Shaking her head, she pushed through the box. The one in which Audrey first appeared was red, she remembered that, for it had been one that she had flipped open often, almost as often as the one chronicling the first days of marriage.

Here. This one. She opened it and read the entry again, the words written by his blue pen familiar by now. Then she flipped ahead, to the days of paperwork, and finally, the day of adoption.

She left the box where it lay and traveled back downstairs with the book in hand.

.

He headed for the Boneses residence. They'd made it clear that he was more than welcome if he had to come for work purposes.
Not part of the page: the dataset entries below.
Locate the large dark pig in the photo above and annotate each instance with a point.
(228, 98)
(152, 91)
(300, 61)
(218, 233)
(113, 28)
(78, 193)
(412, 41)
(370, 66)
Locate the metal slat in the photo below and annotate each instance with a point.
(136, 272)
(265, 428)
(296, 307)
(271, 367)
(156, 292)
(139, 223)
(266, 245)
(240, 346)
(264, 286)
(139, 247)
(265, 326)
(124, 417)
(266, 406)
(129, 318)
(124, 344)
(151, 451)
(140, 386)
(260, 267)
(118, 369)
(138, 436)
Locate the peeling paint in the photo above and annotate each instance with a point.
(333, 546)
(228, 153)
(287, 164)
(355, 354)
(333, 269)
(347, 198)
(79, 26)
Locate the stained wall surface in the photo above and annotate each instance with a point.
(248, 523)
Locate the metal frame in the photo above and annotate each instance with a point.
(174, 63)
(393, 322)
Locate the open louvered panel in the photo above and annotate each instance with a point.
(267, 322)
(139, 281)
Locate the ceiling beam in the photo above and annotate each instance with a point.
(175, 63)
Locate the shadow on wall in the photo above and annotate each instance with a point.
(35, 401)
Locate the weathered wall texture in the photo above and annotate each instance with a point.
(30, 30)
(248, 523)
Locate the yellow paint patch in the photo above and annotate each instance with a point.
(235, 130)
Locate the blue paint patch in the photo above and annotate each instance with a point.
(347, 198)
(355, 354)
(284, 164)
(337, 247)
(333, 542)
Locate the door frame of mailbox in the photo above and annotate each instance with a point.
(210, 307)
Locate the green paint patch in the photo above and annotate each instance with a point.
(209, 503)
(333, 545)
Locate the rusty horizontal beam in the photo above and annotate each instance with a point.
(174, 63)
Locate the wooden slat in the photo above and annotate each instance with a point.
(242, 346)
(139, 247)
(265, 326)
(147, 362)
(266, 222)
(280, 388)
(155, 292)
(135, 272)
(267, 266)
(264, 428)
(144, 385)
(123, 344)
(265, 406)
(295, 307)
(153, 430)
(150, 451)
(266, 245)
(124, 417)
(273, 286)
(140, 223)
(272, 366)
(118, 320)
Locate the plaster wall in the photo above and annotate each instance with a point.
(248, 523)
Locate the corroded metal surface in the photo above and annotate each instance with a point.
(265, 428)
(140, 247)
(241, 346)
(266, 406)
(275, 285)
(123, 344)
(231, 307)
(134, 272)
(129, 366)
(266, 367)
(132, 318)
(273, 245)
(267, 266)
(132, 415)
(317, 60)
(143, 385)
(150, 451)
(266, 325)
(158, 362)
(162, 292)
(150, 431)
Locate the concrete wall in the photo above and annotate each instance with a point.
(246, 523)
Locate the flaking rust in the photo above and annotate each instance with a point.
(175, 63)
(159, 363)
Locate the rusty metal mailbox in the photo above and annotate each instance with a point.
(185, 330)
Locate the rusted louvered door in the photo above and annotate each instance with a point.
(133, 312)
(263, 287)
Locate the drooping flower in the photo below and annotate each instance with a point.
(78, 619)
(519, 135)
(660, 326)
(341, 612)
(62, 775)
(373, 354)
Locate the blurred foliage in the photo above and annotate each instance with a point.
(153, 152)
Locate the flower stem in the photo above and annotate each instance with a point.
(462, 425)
Lucy had commented on how unusual it was that he didn't seem to have an office and he had waved it off nonchalantly. He felt as if he were juggling far too many balls at once. George, keeping with the Statute of Secrecy, Michael Bones, Audrey's parentage, Audrey herself, getting to Azkaban...

He landed with a pop and knocked at the door. It was a moment before Lucy opened it with a wan smile.

"Percy." She let him in. "What news?"

"None I could quite share." He said frankly. Something about her made her feel as if he were with his own mother.

"Well, then there is some." She said pleasantly, leading him again into the breakfast nook. It struck him that though there was a front room and a living room, he'd never been asked to sit in either of those, but instead simply invited into the kitchen, the most familial domain in the house.

"Audrey is out." Lucy searched the young man's face keenly for some sign of disappointment and was disappointed herself to find it lacking. Pity. He was such a nice young man.

"Oh?"

"She's getting blood taken for a paternity test like you told her."

He nodded in the affirmative. The blood was to be picked up from the muggle hospital by a mediwitch, removed to St. Mungo's and tested against the father's...when they found him. Percy had little doubt, but he couldn't go to Azkaban until he had the results. "Copacetic."

Lucy ran her hands over a red spiraled notebook, made in the cheap muggle style. "I was looking through Michael's journals. I found what he wrote the night he found Audrey. I don't know if it will be any help..."

"May I anyways?" Percy pressed.

She nodded and handed it over.

It was twenty years old, the pages slightly brittle, and the red cover fading in places. He flipped it open to the bookmarked page and found the correct date. Entries were written in two hands: One a looping script in a red ink, and the other a cramped-up scrawl in blue. He skipped over Lucy's entry and went straight to Michael's.

13 January, 1977

Past midnight

This is one of the craziest things to happen to me in a long time.

Busy day at work, nothing out of the ordinary.

I was at Chez, as always, in the middle of dinner rush, as always. I had just walked by the bakery door when I heard this weird popping noise. Not like popping, exactly, just one pop, in the middle of all the kitchen noise.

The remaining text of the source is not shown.